Had Paul given his life for someone whose chance of long-term survival was compromised? Some studies have found that up to 70 percent of recipients with more advanced tumors are alive five years later, so Tim’s case was far from hopeless. Still, Lorraine believes she and her husband should have been given more information about Tim’s prognosis — and Paul’s consent form was silent on this subject.
Medicare requires transplant programs to provide “independent donor advocates’’ whose job is to protect the donor’s rights. But investigators, according to their report, saw one unnamed donor advocate attend meetings with the transplant team to discuss recipients. And when investigators asked one doctor, who said he was the donor advocate, how he protected the donor during the consent process, he replied that he tried to make sure the donor was not acting under duress, but that consent was the surgeon’s responsibility.
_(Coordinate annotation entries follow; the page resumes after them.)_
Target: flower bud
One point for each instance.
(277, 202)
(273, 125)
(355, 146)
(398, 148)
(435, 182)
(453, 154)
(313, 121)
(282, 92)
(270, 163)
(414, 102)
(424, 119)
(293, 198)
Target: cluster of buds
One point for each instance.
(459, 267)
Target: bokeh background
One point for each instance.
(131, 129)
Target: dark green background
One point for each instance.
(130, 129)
The hospital was also cited for not including recipient survival data in donor consent forms, including one signed by a donor on March 18, 2010. This was the day Paul signed his form, although the report does not provide the name of the donor.
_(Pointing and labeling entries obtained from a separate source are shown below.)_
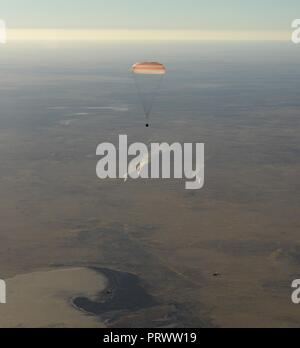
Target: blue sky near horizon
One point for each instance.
(144, 14)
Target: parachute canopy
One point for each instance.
(150, 68)
(148, 77)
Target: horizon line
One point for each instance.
(62, 34)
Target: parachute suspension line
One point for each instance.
(148, 78)
(147, 101)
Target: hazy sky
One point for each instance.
(154, 14)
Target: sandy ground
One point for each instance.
(43, 299)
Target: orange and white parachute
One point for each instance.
(148, 77)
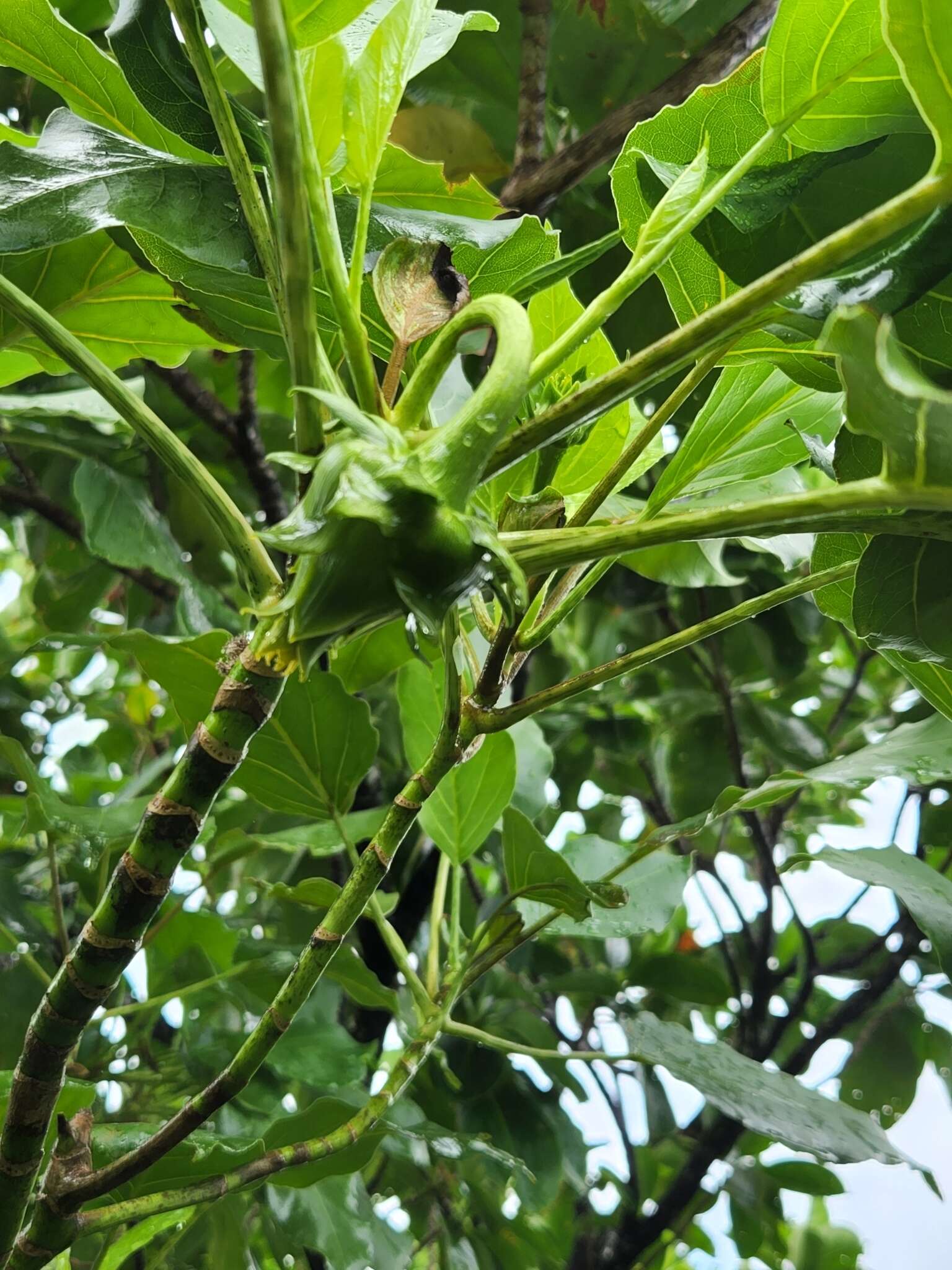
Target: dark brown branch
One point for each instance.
(535, 190)
(247, 443)
(531, 133)
(240, 430)
(36, 500)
The hospital and the organ network would not release results of their reviews, but a combined state/federal government investigation in 2010 cleared Lahey of any wrongdoing in Paul’s death. Yet during a more comprehensive evaluation of the liver and kidney transplant programs at the hospital later that year, investigators uncovered violations of Medicare rules in how the hospital obtained consent from living donors.